Itu lah secuplik kisah saya kawan. Sebagai orang yang pernah juga merasakan bagaimana sakitnya bullyan itu. saya tak tahu jika waktu itu bapak saya yang kurus itu tak datang menolong. Akan jadi pribadi seperti apa saya sekarang. Mungkin saja, saya akan jadi seorang yang pemurung, seorang pendendam, yang selalu menyalahkan dirinya sendiri setiap waktu. Itulah kawan, dashyatnya kekuatan bully itu, maka dari itu berhati-hatilah.
Dan semenjak kejadian itu, aku berjanji pada diri saya sendiri, tentunya juga pada bapak saya. Saya tak akan menangis lagi jika dibully. Saya akan melawannya. Apapun taruhannya.

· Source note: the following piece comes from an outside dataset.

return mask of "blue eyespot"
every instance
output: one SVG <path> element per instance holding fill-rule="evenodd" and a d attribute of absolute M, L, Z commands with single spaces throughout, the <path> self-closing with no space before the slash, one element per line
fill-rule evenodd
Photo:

 Selanjutnya, balik lagi pada video pembullyan yang menimpa adek kita smp tadi. Ada satu adegan yang membuat jantung saya kembali sangat sedih dan terpukul. Adegan dimana dia (Adek yang menjadi korban pembullyan menangis dan memohon amoun sambil menyembah-nyembah). “Kau tak pantas memohon ampun!” kataku. “Kau tak boleh tunduk, tak boleh takluk oleh orang-orang seperti mereka,” Bangkit, dan lawan mereka. Berapa pun banyak jumlahnya. Tak apa jika nanti tubuhmu hancur berlumur darah. Paling tidak kau pernah melawan. Itu yang kulakukan dulu kawan, lawan! Jangan mau ditindas dan diperbudak, tapi jangan juga mau menindas dan memperbudak. Jangan takut, itulah yang kulakukan dulu. Semenjak SD sampai sekolah menengah. Dek, kuberi kau semangat dengan petikan puisi yang ditulis oleh William Ernest Henley, “My Head is Bloody, but Unbowed!”.

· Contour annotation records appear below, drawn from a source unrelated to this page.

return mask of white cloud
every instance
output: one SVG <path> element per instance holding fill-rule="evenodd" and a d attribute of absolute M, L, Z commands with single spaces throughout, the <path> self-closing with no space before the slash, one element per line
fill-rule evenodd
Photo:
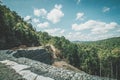
<path fill-rule="evenodd" d="M 96 41 L 107 39 L 111 37 L 117 37 L 115 34 L 102 34 L 102 35 L 93 35 L 93 34 L 82 34 L 80 32 L 70 32 L 65 35 L 70 41 Z"/>
<path fill-rule="evenodd" d="M 91 36 L 82 34 L 81 32 L 69 32 L 65 37 L 71 41 L 89 41 L 91 40 Z"/>
<path fill-rule="evenodd" d="M 45 29 L 45 32 L 48 32 L 52 36 L 63 36 L 65 30 L 61 28 L 52 28 L 52 29 Z"/>
<path fill-rule="evenodd" d="M 72 24 L 72 29 L 75 31 L 91 30 L 92 34 L 107 33 L 109 30 L 117 27 L 118 24 L 115 22 L 105 23 L 101 21 L 89 20 L 82 24 Z"/>
<path fill-rule="evenodd" d="M 39 22 L 40 22 L 40 20 L 37 19 L 37 18 L 34 18 L 32 21 L 33 21 L 34 23 L 39 23 Z"/>
<path fill-rule="evenodd" d="M 54 29 L 45 29 L 44 31 L 48 32 L 49 34 L 56 33 L 60 30 L 60 28 L 54 28 Z"/>
<path fill-rule="evenodd" d="M 76 14 L 76 20 L 83 20 L 84 13 L 77 13 Z"/>
<path fill-rule="evenodd" d="M 103 10 L 102 10 L 103 12 L 108 12 L 108 11 L 110 11 L 110 8 L 109 7 L 103 7 Z"/>
<path fill-rule="evenodd" d="M 40 17 L 40 16 L 44 17 L 44 16 L 46 16 L 46 14 L 47 14 L 47 11 L 44 8 L 34 9 L 34 15 L 37 16 L 37 17 Z"/>
<path fill-rule="evenodd" d="M 80 0 L 77 0 L 77 4 L 79 4 L 80 3 Z"/>
<path fill-rule="evenodd" d="M 47 19 L 53 23 L 57 23 L 64 16 L 64 13 L 61 11 L 62 5 L 55 5 L 54 8 L 47 14 Z"/>
<path fill-rule="evenodd" d="M 25 21 L 28 21 L 28 20 L 30 20 L 31 19 L 31 16 L 26 16 L 26 17 L 24 17 L 24 20 Z"/>
<path fill-rule="evenodd" d="M 118 29 L 117 32 L 120 32 L 120 29 Z"/>
<path fill-rule="evenodd" d="M 61 33 L 61 34 L 63 34 L 64 32 L 65 32 L 65 30 L 64 30 L 64 29 L 60 31 L 60 33 Z"/>
<path fill-rule="evenodd" d="M 49 26 L 49 23 L 48 22 L 43 22 L 43 23 L 39 23 L 37 24 L 37 27 L 39 28 L 46 28 Z"/>

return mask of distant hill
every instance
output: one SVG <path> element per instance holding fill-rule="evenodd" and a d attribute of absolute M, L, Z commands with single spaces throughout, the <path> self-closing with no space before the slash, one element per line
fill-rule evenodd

jadi, jangan takut lagi ya. Karena sebenarnya mereka itu hanyalah gerombolan pengecut yang menetek perlindungan pada gerombolannya. Tak akan berani mereka diajak duel 1 vs 1 secara laki-laki. Mulut-mulut mereka akan jadi buas seperti orang tak bisa mati saat sedang bersama. Tapi akan bungkam seperti keong saat sedang sendirian. Itulah yang kusebut pengecut de! Itulah tabiat mereka. Bangun, jangan mau cuma duduk dan ditendangi sesuka hati semacam itu. lawan mereka. Dan menangis tentu adalah hal yang lumrah dilakukan semua orang, bahkan oleh seorang lelaki sekali pun. Tapi pesanku, jangan pernah memohon ampun lagi ya! Kau berada di pihak kebenaran, oleh karena itu kau tak boleh tunduk dan takluk. Tubuhmu boleh, tapi tidak dengan jiwa dan mentalmu! Akhirnya, sekalalah air matamu, bangkit dan lawan mereka. Adekku!